Noir, Try this if you want a mold for your "glass" Put masking tape on the outside of the body, covering the window openings . If the shape is curved, just tug at the tape to make it look similar to the opening. Add layers of tape for support if you want...This will be the "seal" for the mold. Now turn the body over and fill the area from the inside with Plaster of Paris or my favorite , Hydrocal . Make the mix of water & plaster thick so it will dry quicker & not run under the tape...after this mix has dried, sand to shape, checking your progress by putting the mold in to the window molding..When you are satisfied with the mold for the window, move on to the plastic ..Lots of blister packing is done these days , so find a large piece of clear plastic from a package & heat a piece over a candle or simurge in hot water to make the plastic pliable. I have used a potato chip bag "clip to hold the hot plastic or a clothes pin works too. After the plastics hot, stretch it over your new window mold & cut to fit. With a little practice & sanding, you can make the mold a little smaller & the plastic piece will go into the window opening from the inside & fit flush with the outside...Hope this helps Noir......Tom


----------



## vaBcHRog (Feb 19, 2003)

Most excellent Tip Tom. Oh read your email I just ent one to you 

Roger Corrie
Virginia Becah, VA


----------



## noir (Jul 25, 2005)

Tom, I will give your method a shot. Roger, thanks for the ebay info. 

-noir


----------



## noir (Jul 25, 2005)

Just wanted to make sure that the tip i received from Claus Heupel (via e-mail) got it's full credit on the board. Since it looks similar to the method Tom mentions above, it must work great. 

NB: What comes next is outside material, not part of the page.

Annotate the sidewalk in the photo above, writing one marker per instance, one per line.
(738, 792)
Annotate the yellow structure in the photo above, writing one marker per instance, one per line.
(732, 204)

Thanks again for the tip Claus!!

-noir


Hi there!

I´m using a method commonly known as "heat stretching" for my glass 
parts. It´s plain simple: You make a "male" (i.e. positive) mold of the 
glass inlay (e.g. from the diecast piece), mount that mold on a thinner 
base and fix it in a vise.

Then just pull an oversized piece of PVC foil (blister packages often 
work great) over that mold after you have heatened that piece (a 
candle´s flame works fine).

Voilà, that´s it. Got it?

Have fun pulling your own windows!

Greetings from Germany,

Claus

www.c-jet500.de.vu


----------



## coach61 (Sep 6, 2004)

Thanks for sharing these tips guys! Clause's sounds like even I could pull it off, but that would lead to trying resin, then injection molding and I"d have to stop writing and get a real job.....naaa.....


Dave


----------